魔女狩りの世界の果てで、あなたと愛を歌おう
「こうやって、指をそろえて……、
この時、力は入れないで、軽くな。
で、まっすぐ指をのばしてみて」
リヒトくんの話を聞いてた子たちは、みんなやってみている。
「それで、薬指と小指の間に、
スキマができてたら、それはスマホ指なんだって」
「あ、おれ、スキマできた」
「やだー、わたし、かなりスキマあるんだけど!
小指が外側に曲がってるってこと?」
おお、盛り上がってるなあ。
確かに、五十嵐さんの右手、
薬指と小指の間に大きなスキマができている。
ちらちら見てたら、リヒトくんと目が合ってしまった。
まずい。
「カナはどう~? スマホ指?」
リヒトくんがこちらに向かってきた。
あああ、見なければよかった!
五十嵐さんが面白くなさそうな顔をしている。
「盗み聞きとか、キモ」
ぼそっとつぶやきが聞こえた。
うん、そうだよね……。

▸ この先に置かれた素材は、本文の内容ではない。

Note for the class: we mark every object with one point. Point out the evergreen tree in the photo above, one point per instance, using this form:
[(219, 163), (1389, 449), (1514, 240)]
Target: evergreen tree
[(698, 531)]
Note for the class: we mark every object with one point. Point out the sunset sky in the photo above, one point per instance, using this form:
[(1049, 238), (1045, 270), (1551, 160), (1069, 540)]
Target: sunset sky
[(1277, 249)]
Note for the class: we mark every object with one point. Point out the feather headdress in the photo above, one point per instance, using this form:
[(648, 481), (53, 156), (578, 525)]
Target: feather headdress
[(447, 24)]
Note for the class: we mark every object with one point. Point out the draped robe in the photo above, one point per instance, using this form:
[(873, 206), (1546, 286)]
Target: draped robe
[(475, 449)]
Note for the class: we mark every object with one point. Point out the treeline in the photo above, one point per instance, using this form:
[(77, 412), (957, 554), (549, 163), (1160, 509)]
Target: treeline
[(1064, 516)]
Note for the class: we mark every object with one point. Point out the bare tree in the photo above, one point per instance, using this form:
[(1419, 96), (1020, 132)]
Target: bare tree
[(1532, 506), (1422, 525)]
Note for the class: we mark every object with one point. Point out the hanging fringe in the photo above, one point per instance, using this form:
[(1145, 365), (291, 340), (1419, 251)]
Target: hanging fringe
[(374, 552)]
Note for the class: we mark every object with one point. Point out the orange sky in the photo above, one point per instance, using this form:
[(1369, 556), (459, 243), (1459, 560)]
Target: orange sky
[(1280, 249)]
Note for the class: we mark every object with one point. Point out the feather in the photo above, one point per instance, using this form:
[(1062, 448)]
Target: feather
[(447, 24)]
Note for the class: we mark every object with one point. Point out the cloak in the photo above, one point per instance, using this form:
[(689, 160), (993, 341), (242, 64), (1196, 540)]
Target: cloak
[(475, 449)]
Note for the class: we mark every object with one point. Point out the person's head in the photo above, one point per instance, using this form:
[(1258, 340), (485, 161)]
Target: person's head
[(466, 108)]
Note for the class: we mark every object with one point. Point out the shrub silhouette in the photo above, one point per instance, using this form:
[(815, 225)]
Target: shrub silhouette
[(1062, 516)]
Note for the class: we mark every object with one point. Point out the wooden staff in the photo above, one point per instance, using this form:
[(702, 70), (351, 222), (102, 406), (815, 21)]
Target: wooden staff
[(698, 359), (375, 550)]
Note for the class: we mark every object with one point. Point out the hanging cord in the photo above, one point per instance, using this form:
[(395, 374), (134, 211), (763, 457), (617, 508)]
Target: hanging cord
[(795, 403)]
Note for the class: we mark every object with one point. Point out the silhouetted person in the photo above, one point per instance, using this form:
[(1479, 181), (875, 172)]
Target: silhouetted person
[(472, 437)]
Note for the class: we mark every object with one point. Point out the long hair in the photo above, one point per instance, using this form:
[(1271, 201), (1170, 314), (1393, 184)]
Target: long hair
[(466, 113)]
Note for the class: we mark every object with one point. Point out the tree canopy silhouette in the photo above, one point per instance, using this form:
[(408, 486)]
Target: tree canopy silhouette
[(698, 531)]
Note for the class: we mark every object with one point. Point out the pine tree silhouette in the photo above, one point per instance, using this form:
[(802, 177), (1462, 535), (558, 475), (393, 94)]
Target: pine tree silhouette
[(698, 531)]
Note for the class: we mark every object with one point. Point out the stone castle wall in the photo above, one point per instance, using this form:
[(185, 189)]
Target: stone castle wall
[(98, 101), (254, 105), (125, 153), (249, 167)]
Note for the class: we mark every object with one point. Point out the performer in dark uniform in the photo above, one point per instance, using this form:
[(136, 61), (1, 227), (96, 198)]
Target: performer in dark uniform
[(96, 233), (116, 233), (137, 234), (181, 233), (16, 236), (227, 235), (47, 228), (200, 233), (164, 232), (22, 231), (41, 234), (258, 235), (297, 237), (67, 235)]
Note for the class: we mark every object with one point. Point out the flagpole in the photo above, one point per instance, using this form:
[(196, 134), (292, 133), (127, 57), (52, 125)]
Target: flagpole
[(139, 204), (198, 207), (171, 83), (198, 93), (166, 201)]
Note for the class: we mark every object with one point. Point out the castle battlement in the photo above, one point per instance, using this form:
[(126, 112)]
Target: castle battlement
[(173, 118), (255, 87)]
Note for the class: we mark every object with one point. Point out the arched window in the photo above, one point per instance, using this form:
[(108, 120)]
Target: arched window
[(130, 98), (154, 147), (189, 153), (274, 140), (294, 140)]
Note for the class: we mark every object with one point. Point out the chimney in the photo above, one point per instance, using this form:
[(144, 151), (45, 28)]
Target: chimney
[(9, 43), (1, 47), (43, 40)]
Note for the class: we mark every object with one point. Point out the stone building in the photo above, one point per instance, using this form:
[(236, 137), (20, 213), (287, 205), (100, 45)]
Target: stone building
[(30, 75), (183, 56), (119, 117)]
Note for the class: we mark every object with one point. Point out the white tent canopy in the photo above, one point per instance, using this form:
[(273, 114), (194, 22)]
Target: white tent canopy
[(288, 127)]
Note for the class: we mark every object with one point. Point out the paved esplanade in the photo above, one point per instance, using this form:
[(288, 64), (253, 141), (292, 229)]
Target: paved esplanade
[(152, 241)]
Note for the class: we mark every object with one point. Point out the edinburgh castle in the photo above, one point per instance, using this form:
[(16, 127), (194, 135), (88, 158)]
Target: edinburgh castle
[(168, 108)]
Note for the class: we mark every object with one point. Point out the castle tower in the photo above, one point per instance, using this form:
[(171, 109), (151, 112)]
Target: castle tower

わたしも、そう思う。
「なんだよ、マリカ。
いーじゃん、こういうのは、みんなで楽しまなきゃ」
リヒトくんはそう反論すると、
「カナ、手出してみてよ」なんて言ってくる。
えーと、えーと。
どうしよ……。
わたしは勢いよく席を立ち、廊下へ向かってダッシュした。
とりあえず、女子トイレにこもろう!
個室に入り、鍵をしめてほっとする。
さて、どうしようか……。
毎日、こうしてるワケにもいかないよね。